The Words On the Page

I feel like I've been reading at a much more rapid rate recently, and I think it's because I'm so busy that I need to do something where I can't multi-task (at least mentally). I can't write while I'm reading, and I increasingly have a hard time listening to music while I'm reading. And that sense of escape and discipline has been especially strong as I've been working my way through Brenda Wineapple's White Heat. The book, a sort of co-biography of Emily Dickinson and Thomas Wentworth Higginson, a writer and advocate for social change, is excellent (this New Yorker review is a good summary). And it's also a refreshing reminder of a time when wide swaths of society took writing seriously. 

Dickinson and Higginson ended up correspondents when she sent him a letter following a piece of advice to young writers he published in The Atlantic. It's hard to imagine, in a day when print space is so precious, that the magazine would devote column inches to a similar piece today. And we also live in a time when, though we produce an enormous number of words, prose style seems less important than ever. The number of writers who have made their names on a distinctive prose style, like Ta-Nehisi Coates, is really very small. I feel some real longing for the days when writing skill, rather than subject material, be it partisan, policy-oriented, or cultural, was what made an author, when being a generalist was encouraged rather than a limitation. 

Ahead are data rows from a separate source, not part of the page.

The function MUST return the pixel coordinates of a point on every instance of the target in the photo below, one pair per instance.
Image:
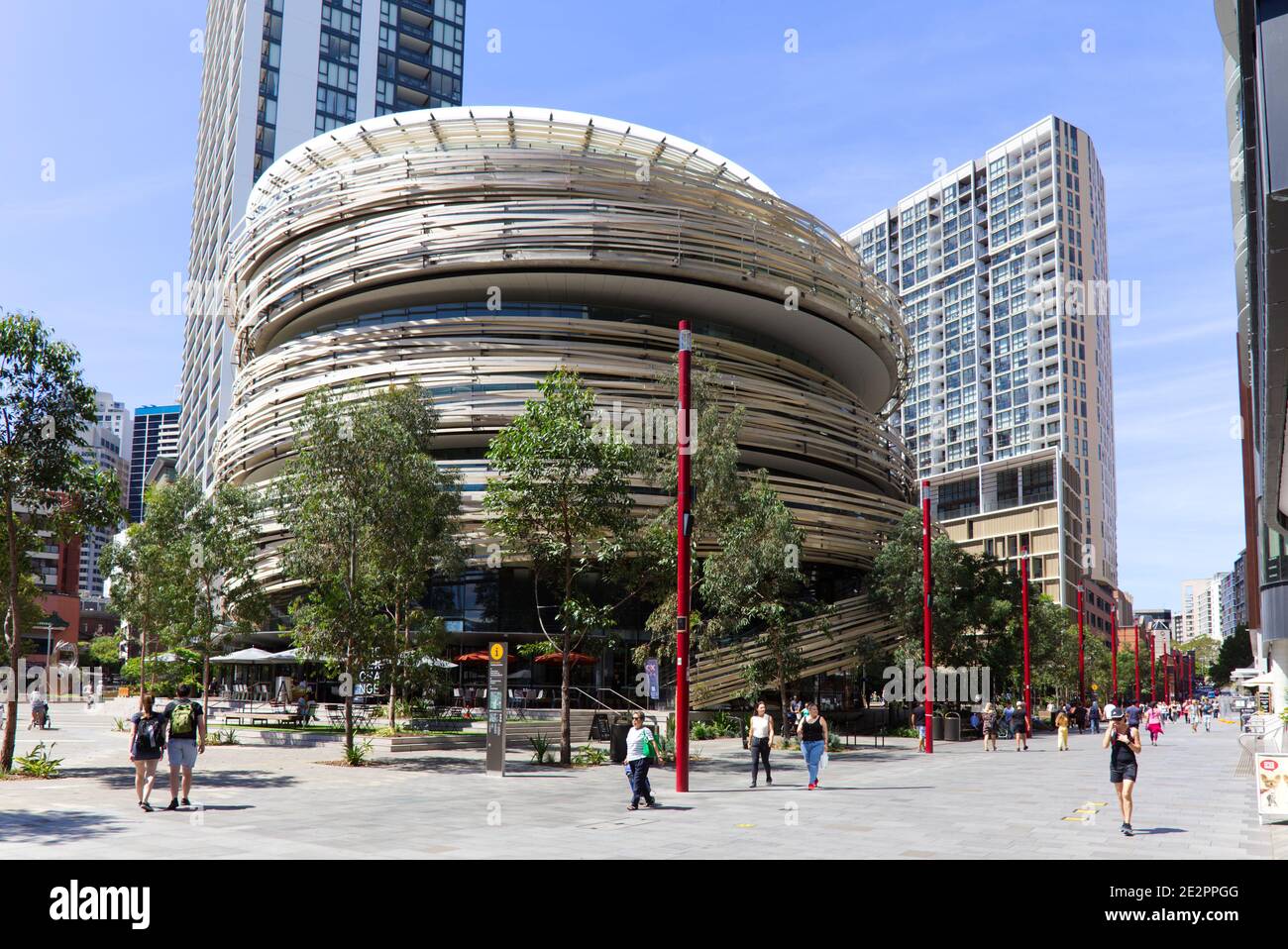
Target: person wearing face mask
(761, 739)
(812, 734)
(1124, 743)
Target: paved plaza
(874, 802)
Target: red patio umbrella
(478, 657)
(575, 658)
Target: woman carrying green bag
(640, 750)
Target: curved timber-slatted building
(473, 250)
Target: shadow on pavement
(123, 778)
(54, 827)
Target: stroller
(40, 715)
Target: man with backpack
(187, 741)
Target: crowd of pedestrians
(178, 730)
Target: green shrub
(590, 755)
(541, 746)
(357, 755)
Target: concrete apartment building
(106, 449)
(1003, 268)
(277, 73)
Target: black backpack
(150, 737)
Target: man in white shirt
(639, 742)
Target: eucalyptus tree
(46, 485)
(561, 498)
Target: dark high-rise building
(277, 73)
(156, 433)
(1254, 37)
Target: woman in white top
(761, 737)
(640, 747)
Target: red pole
(1134, 628)
(684, 529)
(1082, 669)
(1113, 657)
(926, 626)
(1153, 689)
(1024, 600)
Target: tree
(561, 499)
(1235, 653)
(752, 584)
(372, 518)
(44, 481)
(207, 559)
(975, 604)
(141, 588)
(106, 652)
(323, 499)
(717, 486)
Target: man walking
(187, 722)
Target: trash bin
(618, 743)
(952, 726)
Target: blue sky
(877, 93)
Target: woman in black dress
(147, 742)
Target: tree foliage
(561, 498)
(370, 519)
(46, 484)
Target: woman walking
(1021, 726)
(1154, 722)
(761, 738)
(147, 742)
(1124, 743)
(640, 748)
(812, 734)
(990, 725)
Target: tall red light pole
(1134, 628)
(1082, 669)
(1153, 690)
(1113, 657)
(926, 626)
(684, 529)
(1024, 600)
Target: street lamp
(1024, 600)
(684, 528)
(1136, 638)
(1082, 674)
(1113, 652)
(926, 626)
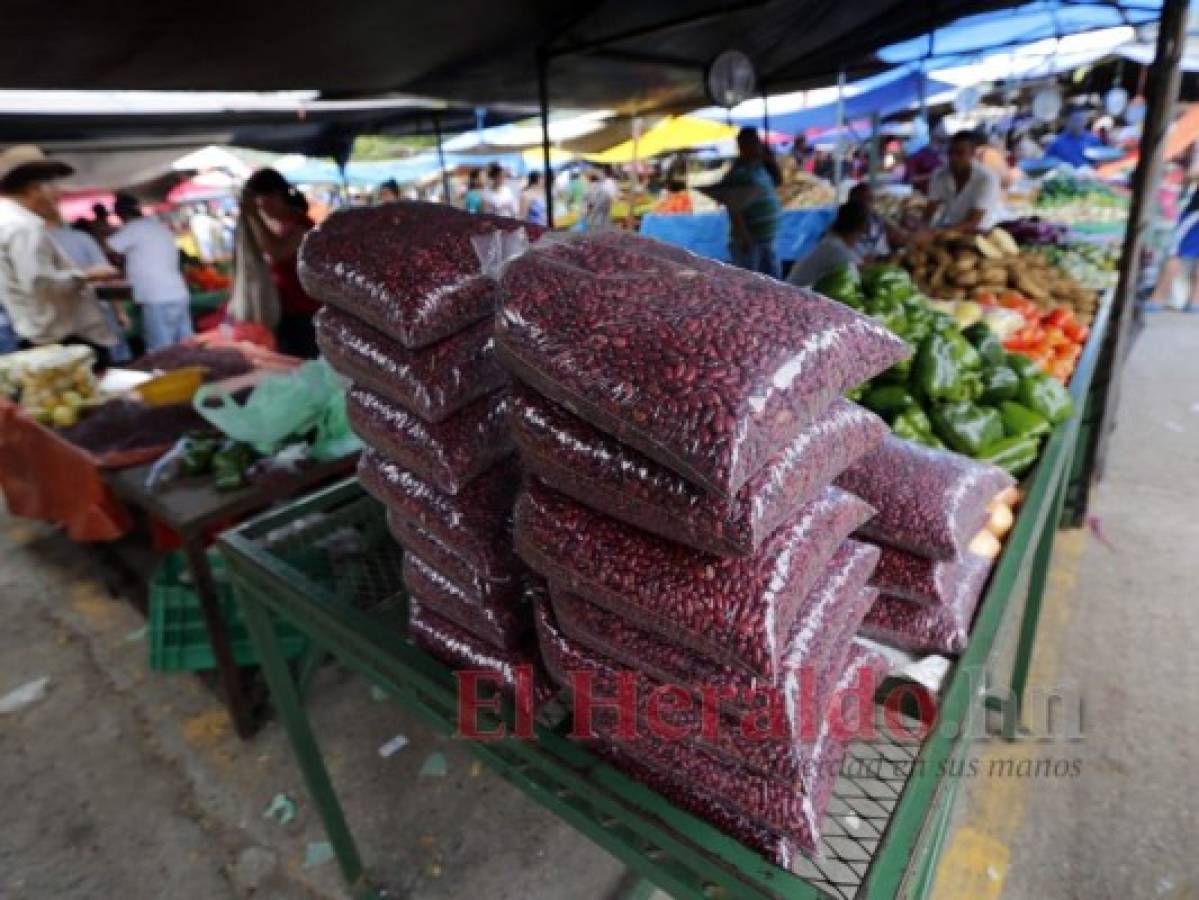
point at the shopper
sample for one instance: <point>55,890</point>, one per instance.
<point>84,251</point>
<point>1074,140</point>
<point>532,200</point>
<point>753,219</point>
<point>498,198</point>
<point>151,266</point>
<point>44,296</point>
<point>837,248</point>
<point>964,194</point>
<point>277,217</point>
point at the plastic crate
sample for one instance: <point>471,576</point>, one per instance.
<point>179,638</point>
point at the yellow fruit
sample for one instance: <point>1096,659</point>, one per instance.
<point>64,416</point>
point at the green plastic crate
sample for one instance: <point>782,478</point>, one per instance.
<point>179,639</point>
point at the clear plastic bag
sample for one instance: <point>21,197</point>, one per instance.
<point>408,269</point>
<point>504,590</point>
<point>737,611</point>
<point>584,463</point>
<point>820,638</point>
<point>433,382</point>
<point>705,368</point>
<point>462,651</point>
<point>929,502</point>
<point>476,523</point>
<point>931,629</point>
<point>447,454</point>
<point>916,579</point>
<point>502,623</point>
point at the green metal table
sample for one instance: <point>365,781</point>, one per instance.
<point>890,814</point>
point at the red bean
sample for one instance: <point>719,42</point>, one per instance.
<point>594,469</point>
<point>628,340</point>
<point>432,382</point>
<point>931,502</point>
<point>408,269</point>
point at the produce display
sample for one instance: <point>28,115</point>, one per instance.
<point>962,390</point>
<point>411,294</point>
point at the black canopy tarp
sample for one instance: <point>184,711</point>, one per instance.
<point>606,54</point>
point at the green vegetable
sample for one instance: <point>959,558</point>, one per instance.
<point>983,340</point>
<point>1047,397</point>
<point>1012,454</point>
<point>887,399</point>
<point>913,424</point>
<point>229,465</point>
<point>966,428</point>
<point>843,285</point>
<point>935,370</point>
<point>1023,366</point>
<point>998,385</point>
<point>1022,422</point>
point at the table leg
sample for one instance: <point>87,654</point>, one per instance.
<point>228,672</point>
<point>303,742</point>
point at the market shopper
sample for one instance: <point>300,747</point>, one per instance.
<point>44,296</point>
<point>151,265</point>
<point>753,221</point>
<point>498,198</point>
<point>964,194</point>
<point>837,248</point>
<point>276,215</point>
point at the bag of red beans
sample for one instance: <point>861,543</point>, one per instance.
<point>433,382</point>
<point>447,454</point>
<point>408,269</point>
<point>735,610</point>
<point>705,368</point>
<point>944,628</point>
<point>793,702</point>
<point>492,590</point>
<point>476,523</point>
<point>595,469</point>
<point>929,502</point>
<point>501,623</point>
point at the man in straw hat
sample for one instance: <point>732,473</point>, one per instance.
<point>46,297</point>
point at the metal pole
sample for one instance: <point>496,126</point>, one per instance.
<point>841,127</point>
<point>1162,91</point>
<point>441,161</point>
<point>543,102</point>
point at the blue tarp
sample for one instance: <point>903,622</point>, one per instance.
<point>708,233</point>
<point>886,94</point>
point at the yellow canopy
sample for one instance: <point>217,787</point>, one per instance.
<point>679,132</point>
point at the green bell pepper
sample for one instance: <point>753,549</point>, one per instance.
<point>1047,397</point>
<point>983,339</point>
<point>998,385</point>
<point>935,370</point>
<point>966,428</point>
<point>887,400</point>
<point>913,426</point>
<point>1023,366</point>
<point>1016,455</point>
<point>1022,422</point>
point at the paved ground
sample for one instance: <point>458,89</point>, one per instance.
<point>121,783</point>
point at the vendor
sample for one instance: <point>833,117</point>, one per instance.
<point>277,216</point>
<point>1072,144</point>
<point>837,248</point>
<point>964,194</point>
<point>46,297</point>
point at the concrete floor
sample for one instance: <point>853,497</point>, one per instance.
<point>124,783</point>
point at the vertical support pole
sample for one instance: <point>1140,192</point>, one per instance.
<point>441,161</point>
<point>1162,92</point>
<point>543,102</point>
<point>837,162</point>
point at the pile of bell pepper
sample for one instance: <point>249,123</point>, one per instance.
<point>960,390</point>
<point>1052,339</point>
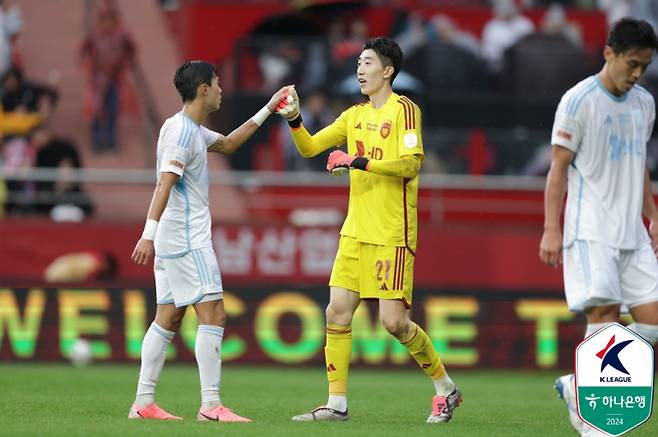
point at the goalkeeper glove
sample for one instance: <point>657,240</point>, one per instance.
<point>339,162</point>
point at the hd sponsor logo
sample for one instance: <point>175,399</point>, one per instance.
<point>614,380</point>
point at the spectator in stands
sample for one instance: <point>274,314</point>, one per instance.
<point>345,49</point>
<point>18,159</point>
<point>20,95</point>
<point>555,22</point>
<point>21,103</point>
<point>316,113</point>
<point>62,198</point>
<point>277,63</point>
<point>444,29</point>
<point>413,35</point>
<point>543,64</point>
<point>10,25</point>
<point>446,41</point>
<point>108,52</point>
<point>81,267</point>
<point>503,31</point>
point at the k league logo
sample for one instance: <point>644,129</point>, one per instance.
<point>614,379</point>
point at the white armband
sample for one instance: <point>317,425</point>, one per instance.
<point>260,117</point>
<point>149,229</point>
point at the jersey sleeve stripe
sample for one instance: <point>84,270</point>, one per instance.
<point>185,141</point>
<point>574,96</point>
<point>577,98</point>
<point>412,112</point>
<point>406,114</point>
<point>396,271</point>
<point>401,278</point>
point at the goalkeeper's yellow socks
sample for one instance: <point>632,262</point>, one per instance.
<point>338,353</point>
<point>421,348</point>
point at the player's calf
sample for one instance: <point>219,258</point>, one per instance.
<point>152,411</point>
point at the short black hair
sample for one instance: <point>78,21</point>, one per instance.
<point>192,74</point>
<point>630,33</point>
<point>389,53</point>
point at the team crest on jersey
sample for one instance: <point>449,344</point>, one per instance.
<point>385,130</point>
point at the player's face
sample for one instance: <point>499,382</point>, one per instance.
<point>213,95</point>
<point>371,73</point>
<point>626,68</point>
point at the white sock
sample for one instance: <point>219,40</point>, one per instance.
<point>207,350</point>
<point>444,386</point>
<point>649,332</point>
<point>154,348</point>
<point>593,327</point>
<point>338,403</point>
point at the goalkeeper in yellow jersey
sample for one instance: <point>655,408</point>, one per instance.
<point>375,258</point>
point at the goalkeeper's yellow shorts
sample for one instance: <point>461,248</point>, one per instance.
<point>375,272</point>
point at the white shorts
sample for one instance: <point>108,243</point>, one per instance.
<point>188,279</point>
<point>596,274</point>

I'm sure that's romantic and even a bit silly, but I also think it's the product of concentration. Dickinson found that power in a room where she essentially confined herself, Higginson in the social conflicts of his day. Wineapple's book is a reminder that I ought to seek more of it, that even as a writer about our vast and fast-changing popular culture, I might benefit more from stepping back, and away from the maelstrom, even just for a couple of hours a week.